The Primes, or the top contractors of the US Federal Government, include:
- Lockheed Martin
- General Dynamics
- Northrop Grumman
The top five United States prime contractors are Lockheed Martin, Boeing, General Dynamics, Raytheon, and Northrop Grumman. For a sense of scale, I have noted MIT’s location as the #60 prime contractor, which is largely allocated to the Lincoln Laboratory, with its $1Bn USD obligated from the US federal government. However, when people refer to “The Primes”, it’s usually the top five to ten contractors, who account for twenty to thirty percent of federal dollar obligations.

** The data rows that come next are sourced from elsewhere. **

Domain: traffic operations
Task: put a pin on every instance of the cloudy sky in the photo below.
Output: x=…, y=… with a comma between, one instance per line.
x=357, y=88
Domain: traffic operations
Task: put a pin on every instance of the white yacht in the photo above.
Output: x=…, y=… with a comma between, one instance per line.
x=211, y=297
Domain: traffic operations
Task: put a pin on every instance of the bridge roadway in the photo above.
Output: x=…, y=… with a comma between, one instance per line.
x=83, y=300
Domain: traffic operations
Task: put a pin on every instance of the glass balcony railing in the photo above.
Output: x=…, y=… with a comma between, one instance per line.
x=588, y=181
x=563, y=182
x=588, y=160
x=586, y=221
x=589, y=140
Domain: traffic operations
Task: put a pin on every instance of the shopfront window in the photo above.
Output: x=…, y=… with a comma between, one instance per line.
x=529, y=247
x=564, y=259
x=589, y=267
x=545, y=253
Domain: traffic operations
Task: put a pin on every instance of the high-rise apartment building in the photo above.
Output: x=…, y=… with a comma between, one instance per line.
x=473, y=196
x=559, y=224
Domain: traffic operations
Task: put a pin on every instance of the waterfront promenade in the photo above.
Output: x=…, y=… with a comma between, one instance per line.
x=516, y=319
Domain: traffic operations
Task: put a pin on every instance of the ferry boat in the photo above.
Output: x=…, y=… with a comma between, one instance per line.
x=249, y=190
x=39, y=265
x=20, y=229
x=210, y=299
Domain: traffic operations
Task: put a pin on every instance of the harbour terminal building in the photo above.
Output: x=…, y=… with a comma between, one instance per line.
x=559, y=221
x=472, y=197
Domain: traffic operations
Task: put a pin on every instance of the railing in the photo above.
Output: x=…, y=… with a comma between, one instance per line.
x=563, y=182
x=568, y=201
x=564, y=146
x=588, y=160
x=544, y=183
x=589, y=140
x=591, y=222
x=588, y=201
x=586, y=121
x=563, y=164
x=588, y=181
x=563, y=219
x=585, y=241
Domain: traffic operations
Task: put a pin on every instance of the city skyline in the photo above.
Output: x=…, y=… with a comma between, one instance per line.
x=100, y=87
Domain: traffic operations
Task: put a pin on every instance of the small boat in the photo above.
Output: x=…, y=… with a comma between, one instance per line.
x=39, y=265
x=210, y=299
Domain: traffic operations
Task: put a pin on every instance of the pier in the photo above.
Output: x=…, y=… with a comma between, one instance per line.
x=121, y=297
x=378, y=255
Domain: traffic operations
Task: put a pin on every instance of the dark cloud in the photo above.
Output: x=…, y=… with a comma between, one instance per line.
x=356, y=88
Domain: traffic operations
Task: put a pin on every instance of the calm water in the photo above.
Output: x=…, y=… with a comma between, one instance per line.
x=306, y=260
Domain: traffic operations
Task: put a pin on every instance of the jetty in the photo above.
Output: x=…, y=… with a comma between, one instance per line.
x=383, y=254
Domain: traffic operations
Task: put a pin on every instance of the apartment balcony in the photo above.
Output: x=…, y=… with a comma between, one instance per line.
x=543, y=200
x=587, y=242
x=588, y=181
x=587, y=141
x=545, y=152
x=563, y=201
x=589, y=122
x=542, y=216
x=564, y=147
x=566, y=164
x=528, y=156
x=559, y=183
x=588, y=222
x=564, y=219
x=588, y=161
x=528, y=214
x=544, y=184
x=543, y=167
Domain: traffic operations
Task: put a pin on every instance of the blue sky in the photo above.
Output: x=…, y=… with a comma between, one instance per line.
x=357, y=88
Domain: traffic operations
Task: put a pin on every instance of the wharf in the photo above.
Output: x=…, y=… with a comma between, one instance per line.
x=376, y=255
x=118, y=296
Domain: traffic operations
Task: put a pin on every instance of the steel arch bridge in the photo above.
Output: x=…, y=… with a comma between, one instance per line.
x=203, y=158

Prime contracting and the influence primes can exert on the market existed prior to World War II. For example, Mark Wilson writes in The Business of Civil War’s chapter “The Trouble with Contracting” that in the United States between 1861 and 1865, many small farmers complained that, due to the wartime Union government asking for large lots of horses (on the scale of five thousand horses per order), the majority of farmers were effectively cut out from serving the war effort, though there were thousands of farmers who could feasibly provide twenty or thirty horses per farm, and thus tens of thousands of horses in aggregate.
Ventures must be careful when working with the primes. Prime contractors will limit the growth of a startup as a natural survival mechanism, to exert control over potentially disruptive upstarts who may be thus limited in their abilities to subcontract with other primes or contract directly with the US government. Such means of influence may include invitations to participate in prime-hosted startup accelerators, incubators, subcontracting opportunities, and proof-of-concept demonstrations that tend to provide only short-term gains to a young venture, while primes benefit from using their name and resources to:
- a) identify breakout teams and their technologies,
- b) learn from and capitalize on access to those teams/technologies, and
- c) maintain or strengthen the military-industrial ecosystem that favors the incumbents.
This is not to be misconstrued as “bad” or “good”, but rather it is an emergent yet unsurprising behavior that Eisenhower et al foretold long ago. The national security innovation base has developed contract vehicles, marketing, and, perhaps most importantly, a sense of recognition that the frontier technology du jour may be housed not within a prime contractor’s skunkworks as was likely in the past, but rather literally within an entrepreneur’s house.